By Will GrayMay 19, 2018, 10:55 pm

DALLAS – With the final round of the AT&T Byron Nelson likely to take on a match-play feel, Marc Leishman likes his chances to close out another win – even if his opponent makes him feel a little old.

Leishman, 34, shares the lead at Trinity Forest Golf Club with 21-year-old Aaron Wise, who was the youngest player to make the cut at the tournament’s new venue. The two men will start the final round at 17 under, four shots clear of their next-closest pursuers.

Leishman played the third round alongside Wise and Brian Gay, and he originally didn’t realize just how fresh-faced his fellow co-leader is.


Full-field scores from the AT&T Byron Nelson

AT&T Byron Nelson: Articles, photos and videos


“He’s a solid player for, I heard this morning he’s only 21. I didn’t realize that,” Leishman said. “I guess I was in high school before he was born, so that’s – I don’t know. You hear guys talk about that all the time but I’ve never said that, I think. Yeah, he’s a good player.”

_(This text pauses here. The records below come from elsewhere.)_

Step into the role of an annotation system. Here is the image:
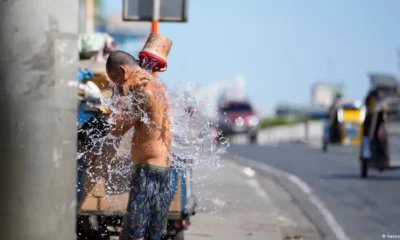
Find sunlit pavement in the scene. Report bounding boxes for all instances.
[185,157,320,240]
[229,143,400,240]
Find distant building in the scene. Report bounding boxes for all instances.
[311,82,345,108]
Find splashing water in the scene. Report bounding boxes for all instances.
[168,85,227,170]
[77,66,229,203]
[140,57,161,74]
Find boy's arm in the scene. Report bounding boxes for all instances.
[109,110,139,137]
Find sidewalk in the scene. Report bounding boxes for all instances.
[186,157,321,240]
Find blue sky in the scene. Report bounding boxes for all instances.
[102,0,400,113]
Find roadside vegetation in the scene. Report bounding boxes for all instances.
[259,116,313,129]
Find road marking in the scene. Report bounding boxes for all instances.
[287,175,312,194]
[243,167,270,199]
[232,155,351,240]
[228,161,272,203]
[243,167,256,177]
[286,174,350,240]
[246,178,269,200]
[228,163,271,201]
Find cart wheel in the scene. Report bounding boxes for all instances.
[172,230,184,240]
[360,158,368,179]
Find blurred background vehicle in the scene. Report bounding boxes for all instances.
[358,74,400,178]
[322,98,366,152]
[359,95,400,178]
[210,124,218,144]
[217,100,259,143]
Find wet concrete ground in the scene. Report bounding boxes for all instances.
[186,157,320,240]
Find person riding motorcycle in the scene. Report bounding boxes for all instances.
[360,87,388,168]
[362,87,386,140]
[328,93,343,115]
[325,93,344,142]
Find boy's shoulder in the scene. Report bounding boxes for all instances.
[147,78,165,89]
[146,80,167,97]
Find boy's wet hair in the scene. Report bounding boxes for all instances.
[106,50,140,76]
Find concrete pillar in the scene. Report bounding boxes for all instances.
[0,0,78,239]
[79,0,88,33]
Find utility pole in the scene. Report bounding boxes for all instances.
[0,0,78,239]
[86,0,95,33]
[152,0,160,77]
[152,0,160,33]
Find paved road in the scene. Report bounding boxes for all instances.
[186,157,321,240]
[228,143,400,240]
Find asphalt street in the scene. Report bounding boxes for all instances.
[186,157,321,240]
[228,143,400,240]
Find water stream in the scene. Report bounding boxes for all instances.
[77,62,228,211]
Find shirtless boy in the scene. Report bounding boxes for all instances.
[105,50,172,240]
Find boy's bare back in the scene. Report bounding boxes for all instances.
[130,80,171,167]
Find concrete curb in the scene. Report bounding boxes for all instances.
[226,153,351,240]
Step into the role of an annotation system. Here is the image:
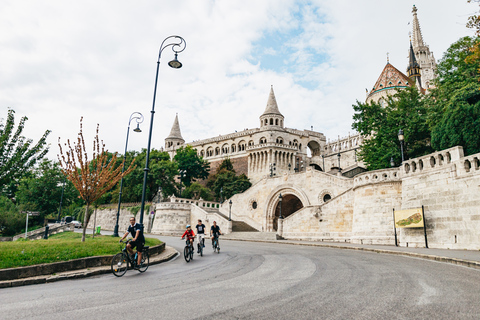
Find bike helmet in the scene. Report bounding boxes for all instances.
[186,225,191,228]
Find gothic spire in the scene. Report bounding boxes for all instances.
[407,41,422,90]
[262,85,283,117]
[166,113,183,140]
[411,5,425,49]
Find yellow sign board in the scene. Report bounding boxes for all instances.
[394,208,424,228]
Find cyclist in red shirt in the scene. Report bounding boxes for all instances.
[181,225,195,247]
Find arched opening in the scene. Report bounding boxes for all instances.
[307,141,321,157]
[310,163,322,171]
[272,194,303,231]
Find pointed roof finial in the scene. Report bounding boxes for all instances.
[166,113,184,140]
[411,4,425,49]
[262,85,283,117]
[386,52,389,63]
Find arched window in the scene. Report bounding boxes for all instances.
[270,118,273,125]
[275,119,279,125]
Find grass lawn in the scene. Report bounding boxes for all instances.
[0,232,161,269]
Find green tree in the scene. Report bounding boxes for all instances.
[0,196,25,236]
[15,159,81,221]
[122,149,178,202]
[0,109,50,194]
[173,145,210,188]
[352,86,433,170]
[182,182,214,201]
[428,36,480,155]
[207,158,251,201]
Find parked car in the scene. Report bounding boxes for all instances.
[72,221,82,228]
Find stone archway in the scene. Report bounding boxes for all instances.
[272,194,304,231]
[265,186,310,232]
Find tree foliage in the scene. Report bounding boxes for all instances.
[429,36,480,155]
[121,149,178,202]
[207,158,251,201]
[173,145,210,187]
[0,196,25,236]
[352,86,433,170]
[182,182,213,201]
[58,118,135,241]
[15,159,81,221]
[0,109,50,192]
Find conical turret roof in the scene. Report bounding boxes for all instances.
[166,113,183,140]
[261,86,283,117]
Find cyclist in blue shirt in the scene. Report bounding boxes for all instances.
[120,217,145,268]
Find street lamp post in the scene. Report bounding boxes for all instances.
[337,152,341,173]
[321,155,325,172]
[220,187,223,203]
[229,199,232,221]
[138,36,186,227]
[113,112,144,237]
[398,129,405,163]
[179,169,186,197]
[278,193,283,219]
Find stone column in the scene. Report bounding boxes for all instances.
[227,220,233,234]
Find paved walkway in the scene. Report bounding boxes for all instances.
[222,237,480,270]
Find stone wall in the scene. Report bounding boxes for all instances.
[352,168,402,245]
[399,147,480,249]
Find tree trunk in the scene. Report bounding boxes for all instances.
[81,204,90,242]
[92,207,97,239]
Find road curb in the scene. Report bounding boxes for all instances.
[0,247,179,289]
[222,238,480,270]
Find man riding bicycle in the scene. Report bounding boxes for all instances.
[181,225,195,248]
[196,219,206,253]
[119,217,145,269]
[210,221,222,244]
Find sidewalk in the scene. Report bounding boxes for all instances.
[222,237,480,270]
[0,246,178,289]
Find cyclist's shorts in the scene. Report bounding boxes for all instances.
[130,240,144,252]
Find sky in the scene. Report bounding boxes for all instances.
[0,0,476,160]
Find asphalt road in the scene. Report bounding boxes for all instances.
[1,236,479,320]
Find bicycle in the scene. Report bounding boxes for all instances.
[183,238,194,262]
[111,240,150,277]
[197,234,205,256]
[212,234,220,254]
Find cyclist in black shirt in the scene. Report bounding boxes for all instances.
[120,217,145,268]
[210,220,222,243]
[196,219,206,250]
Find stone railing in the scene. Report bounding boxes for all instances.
[353,168,401,189]
[168,196,221,209]
[189,128,260,147]
[401,146,463,176]
[459,152,480,176]
[12,223,75,241]
[246,142,298,152]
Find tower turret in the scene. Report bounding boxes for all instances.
[407,41,422,91]
[260,86,284,128]
[165,113,185,149]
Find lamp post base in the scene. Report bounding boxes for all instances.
[113,225,119,237]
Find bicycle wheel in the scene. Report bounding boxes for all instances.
[216,242,220,254]
[138,251,149,273]
[111,253,128,277]
[184,246,191,262]
[199,243,203,256]
[213,240,217,252]
[190,245,194,260]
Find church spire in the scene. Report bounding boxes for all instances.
[411,5,425,49]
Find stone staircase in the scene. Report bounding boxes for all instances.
[232,220,258,232]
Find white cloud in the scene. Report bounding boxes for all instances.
[0,0,476,160]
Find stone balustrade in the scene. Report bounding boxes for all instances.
[353,168,401,189]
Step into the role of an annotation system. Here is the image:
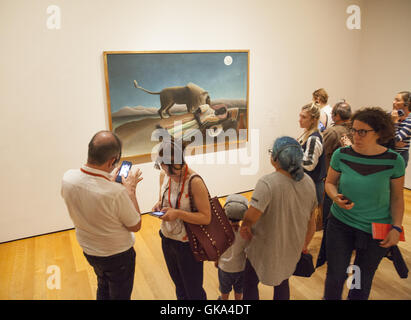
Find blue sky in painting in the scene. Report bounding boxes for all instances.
[106,52,248,113]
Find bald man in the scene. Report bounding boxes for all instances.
[61,130,143,300]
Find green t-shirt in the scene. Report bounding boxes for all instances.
[330,146,405,234]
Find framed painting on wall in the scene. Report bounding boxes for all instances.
[103,50,249,163]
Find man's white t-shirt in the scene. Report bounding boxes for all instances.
[61,165,140,257]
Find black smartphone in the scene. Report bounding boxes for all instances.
[115,161,132,183]
[149,211,165,218]
[398,109,405,117]
[341,195,352,204]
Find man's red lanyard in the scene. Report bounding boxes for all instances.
[80,168,110,181]
[168,166,188,209]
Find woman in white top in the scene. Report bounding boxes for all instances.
[152,137,211,300]
[313,88,333,132]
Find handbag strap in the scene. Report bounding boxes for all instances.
[187,174,211,211]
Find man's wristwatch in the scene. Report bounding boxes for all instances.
[391,225,402,233]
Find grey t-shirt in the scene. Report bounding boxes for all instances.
[246,172,317,286]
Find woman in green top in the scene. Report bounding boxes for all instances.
[324,107,405,300]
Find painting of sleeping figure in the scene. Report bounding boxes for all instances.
[104,51,249,162]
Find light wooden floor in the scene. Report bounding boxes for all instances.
[1,191,410,300]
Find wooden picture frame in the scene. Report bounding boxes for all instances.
[103,50,249,164]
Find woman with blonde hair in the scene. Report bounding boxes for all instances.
[298,103,327,209]
[313,88,333,132]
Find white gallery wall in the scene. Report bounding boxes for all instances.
[355,0,411,187]
[1,0,409,243]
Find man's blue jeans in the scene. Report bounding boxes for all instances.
[324,215,389,300]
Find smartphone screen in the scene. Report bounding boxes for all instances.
[341,195,352,204]
[149,211,165,218]
[115,161,132,183]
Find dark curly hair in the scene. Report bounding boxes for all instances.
[351,107,394,145]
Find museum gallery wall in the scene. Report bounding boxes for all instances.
[1,0,410,242]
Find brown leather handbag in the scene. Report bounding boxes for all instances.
[184,175,235,262]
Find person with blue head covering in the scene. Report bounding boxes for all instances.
[271,136,305,181]
[240,136,318,300]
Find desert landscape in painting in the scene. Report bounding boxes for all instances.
[113,99,247,158]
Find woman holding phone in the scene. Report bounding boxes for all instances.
[391,91,411,166]
[151,137,211,300]
[324,107,405,300]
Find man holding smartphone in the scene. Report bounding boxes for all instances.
[61,130,143,300]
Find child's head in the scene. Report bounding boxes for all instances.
[223,194,249,224]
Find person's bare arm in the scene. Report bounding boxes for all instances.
[380,176,404,248]
[122,168,143,212]
[152,171,165,212]
[121,168,143,232]
[239,206,263,240]
[320,111,328,129]
[126,220,142,232]
[161,177,211,225]
[325,167,354,210]
[302,208,316,252]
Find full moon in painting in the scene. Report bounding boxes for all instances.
[224,55,233,66]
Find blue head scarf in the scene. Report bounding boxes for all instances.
[271,136,304,181]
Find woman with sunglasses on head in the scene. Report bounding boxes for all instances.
[324,107,405,300]
[151,137,211,300]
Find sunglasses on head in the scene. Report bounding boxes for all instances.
[154,161,184,173]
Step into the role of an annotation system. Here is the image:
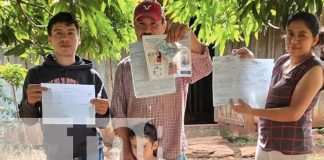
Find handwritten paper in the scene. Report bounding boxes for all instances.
[41,83,95,124]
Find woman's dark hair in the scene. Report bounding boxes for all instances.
[47,12,80,36]
[286,12,320,37]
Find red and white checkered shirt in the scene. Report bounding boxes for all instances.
[111,47,212,159]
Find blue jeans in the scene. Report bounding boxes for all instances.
[73,148,104,160]
[175,151,186,160]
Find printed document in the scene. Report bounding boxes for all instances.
[129,42,176,98]
[142,32,191,80]
[213,56,274,108]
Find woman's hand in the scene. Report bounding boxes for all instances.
[232,47,254,60]
[229,99,253,115]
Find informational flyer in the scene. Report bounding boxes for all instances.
[142,32,191,80]
[129,42,176,98]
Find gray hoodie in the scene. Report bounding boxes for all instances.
[19,54,109,159]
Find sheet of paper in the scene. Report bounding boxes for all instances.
[142,32,192,80]
[212,56,240,106]
[129,42,176,98]
[175,32,192,77]
[142,34,169,80]
[235,59,274,108]
[212,56,274,108]
[41,83,95,124]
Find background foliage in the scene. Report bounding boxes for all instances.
[0,0,323,59]
[164,0,323,55]
[0,63,27,119]
[0,0,138,63]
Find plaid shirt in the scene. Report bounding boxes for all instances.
[259,54,323,155]
[110,47,212,159]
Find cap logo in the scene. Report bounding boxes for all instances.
[143,4,152,10]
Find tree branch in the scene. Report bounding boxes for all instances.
[18,0,52,15]
[16,0,48,28]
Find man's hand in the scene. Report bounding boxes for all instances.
[27,84,48,107]
[166,22,204,55]
[232,47,254,60]
[166,22,188,44]
[90,98,109,115]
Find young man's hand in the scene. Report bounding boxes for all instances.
[90,98,109,115]
[27,84,48,107]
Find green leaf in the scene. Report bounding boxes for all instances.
[4,44,28,56]
[86,13,97,37]
[34,53,40,64]
[15,28,29,40]
[239,1,253,20]
[78,37,93,55]
[1,26,17,46]
[117,0,126,14]
[79,7,86,25]
[53,1,63,14]
[296,0,306,8]
[308,0,316,13]
[315,0,322,16]
[219,42,226,56]
[251,1,259,21]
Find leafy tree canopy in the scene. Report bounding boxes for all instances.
[0,0,323,61]
[164,0,323,54]
[0,0,138,62]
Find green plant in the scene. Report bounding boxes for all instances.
[221,129,257,146]
[224,135,257,146]
[0,63,27,119]
[0,63,31,159]
[231,137,257,146]
[0,63,27,88]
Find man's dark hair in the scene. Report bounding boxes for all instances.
[47,12,80,36]
[128,122,158,143]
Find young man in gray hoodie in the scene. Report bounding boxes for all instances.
[19,12,109,160]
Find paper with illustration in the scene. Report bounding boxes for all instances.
[212,56,274,108]
[41,83,95,124]
[129,42,176,98]
[142,32,191,80]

Wise won the 2016 NCAA individual title while at Oregon, and he opted to turn pro after his sophomore season. While he could have been capping his senior season with a return to the NCAAs next week, Wise is pleased with the career choice and remains eager for a chance to close out his first career PGA Tour win against a seasoned veteran.

“I feel like I’m in a great spot for tomorrow,” Wise said. “I feel like I’m getting some great experience for a kid this young. It’s only going to serve me well down the road.”